Mali opposition supporters protest against poll result

Thousands of supporters of Mali’s defeated opposition election candidate took to the streets in Bamako Saturday to protest the poll result, organisers said.
The demonstrators waved banners with the slogans “No to the declared results” and “IBK (Ibrahim Boubacar Keita) will not steal our victory”.
Opposition candidate and former minister Soumaila Cisse, 68, has slammed the August 12 vote that handed a second term to his opponent Keita as marred by fraud.
Cisse polled 32.84% of the vote according to the official count, compared to 67.16% for incumbent Keita.
“We want a country that is peaceful, tranquil, stable but not a country in which the president is elected by fraud, ballot stuffing and the falsification of results,” Cisse said during the march in Bamako, which was initially banned but later given authorisation by the authorities.
The demonstration, which was flanked by police and held without incident, started with some 5 000 people and swelled to “about 50,000”, according to Cisse spokesperson Djiguiba Keita.

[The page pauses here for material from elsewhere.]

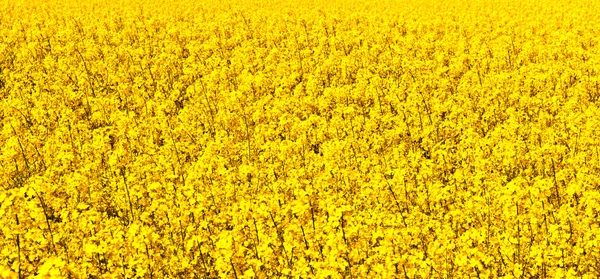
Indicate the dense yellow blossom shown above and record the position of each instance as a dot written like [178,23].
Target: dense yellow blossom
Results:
[301,139]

A Malian police source, however, said the protest had garnered “a few thousand people”.
In the central city of Nioro several hundred people also took to the streets in protest, according to organisers.
“Nioro will stay mobilised for this democratic fight. We are not going to give up because if this situation continues like this no-one will ever win an election against IBK and his clan” said Abdoulaye Diallo, a Cisse supporter and march organiser in Nioro.
Keita, 73, who will begin his second five-year term on September 4, has called on Cisse to accept the result.
Cisse aides said more were being held in other parts of Mali and also abroad.
Hundreds of Cisse’s supporters have gathered in recent days to protest the result.
But the Constitutional Court rejected a petition from Cisse against the result as being inadmissible or unsupported by evidence.
“This institution has discredited itself as a voluntary prisoner of an autocratic regime,” Cisse said Thursday, referring to the court.
Observer missions sent by the European Union and the African Union (AU) have said the election was not badly impaired.